After breakfast I have to leave because I have two dives planed for today. I love diving. When you're underwater it's as if nothing else matters as if there is only the vast blueness that surrounds you and everything on the surface just melts away. For two periods lasting 40 minutes I can almost forget everything that's happened and forget everything I've learned this morning, however the sad truth about diving is that eventually you run out of oxygen and have to go back to your life.

"If you get the chance you should dive in the Philippines." I tell one of our clients. This conversation that isn't in any way related to magic is needed and very much appreciated. "I've never seen anything like it." I'm lying. I've never been outside of Europe but the person I pretend to be around here has so I take on her life and talk about adventures she's had.

Soaked and still covered in little grains of salt I reluctantly step back into my houses and try to sneak my way to the shower with out Olive noticing I'm back. Unfortunately I fail.

"Are you done working? I thought we could-"

"Yah. I'm done working." I say before he can continue. I kind of want to avoid whatever it is that he want's to do."But there's some pretty good waves today and I thought I'd catch some before it get's dark."

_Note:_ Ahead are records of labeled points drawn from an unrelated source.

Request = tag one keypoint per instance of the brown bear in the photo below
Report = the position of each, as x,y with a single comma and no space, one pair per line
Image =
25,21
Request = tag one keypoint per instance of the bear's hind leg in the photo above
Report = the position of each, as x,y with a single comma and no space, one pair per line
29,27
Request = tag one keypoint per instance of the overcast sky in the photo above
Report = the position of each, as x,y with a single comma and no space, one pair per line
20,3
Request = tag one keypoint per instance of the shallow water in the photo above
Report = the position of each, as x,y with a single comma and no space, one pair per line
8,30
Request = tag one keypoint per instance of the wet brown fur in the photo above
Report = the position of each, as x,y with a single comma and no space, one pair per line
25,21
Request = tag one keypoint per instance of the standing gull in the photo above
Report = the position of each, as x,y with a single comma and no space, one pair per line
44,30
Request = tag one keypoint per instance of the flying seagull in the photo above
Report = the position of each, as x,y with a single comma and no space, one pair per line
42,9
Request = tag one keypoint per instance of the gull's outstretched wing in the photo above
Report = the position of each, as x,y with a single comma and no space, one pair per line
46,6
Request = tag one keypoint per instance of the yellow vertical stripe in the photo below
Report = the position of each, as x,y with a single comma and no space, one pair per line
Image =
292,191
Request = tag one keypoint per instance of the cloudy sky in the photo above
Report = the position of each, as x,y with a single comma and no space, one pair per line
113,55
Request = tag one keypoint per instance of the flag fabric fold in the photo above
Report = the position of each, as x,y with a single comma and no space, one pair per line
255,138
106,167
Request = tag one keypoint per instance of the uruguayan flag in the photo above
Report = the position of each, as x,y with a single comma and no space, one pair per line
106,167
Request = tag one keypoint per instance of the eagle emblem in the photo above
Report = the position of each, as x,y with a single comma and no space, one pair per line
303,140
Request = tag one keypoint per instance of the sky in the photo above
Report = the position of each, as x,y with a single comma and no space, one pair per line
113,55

I've hurt him again. I can see it on his face as clear as day and feels like someone has taken the rusty screw driver out of much chest and plunged it right back in again. If I keep doing this there won't be a whole lot of me left by the end of the week.

"Would you like to come?" I can't believe I add that but the smile on Oliver's face is worth it.

"I'd love to."

So I grab two boards and we make our way to the beach. I need to give Oliver a quick lesson before we can actually hit the waves but I don't mind because it's a pretty good distraction. Maybe I'll open a surf school once he's left.

To no one's surprise Oliver is very good for a beginner and even stands a few times with out my help. I hate it. I hate the admiration that swells up in me when I watch him and I hate that I'm missing all the training sessions we had together in our last few weeks at Hogwarts.

I actually catch myself smiling a few times and I catch a lot more waves then I did yesterday which is defiantly a way to put me in a good mood. Well, I better mood.

"I was wondering if you might like to have dinner?" Oliver ask me once we're showed and clean. "And if you'd like to see a.... what's it called...... Film?"

"Do you even know what a film is?" I ask and actually laugh a little when he shakes his head and explains that Frank told him I might enjoy one.

"Wait. Dinner and a Movie? Are you asking me on a date?" I realise suddenly.

"What's a movie?" Olive asks and I can't help it. I'm smiling. How can I not when asks me questions like that.

"It's another word for 'Film'." I explain.

"In that case: yes, I'm asking you on a date." He gives me this smile which melts me. It's not large and exaggerated like the smiles we used to exchange between the two of us, it remind me more of the smile he used to wear when Gryffindor was winning or he made an exceptionally fantastic save.

"I don't know what a film is though so you might have to organise that." He says and just for a moment I'm the giddy, exited, happy girl from 3 years ago.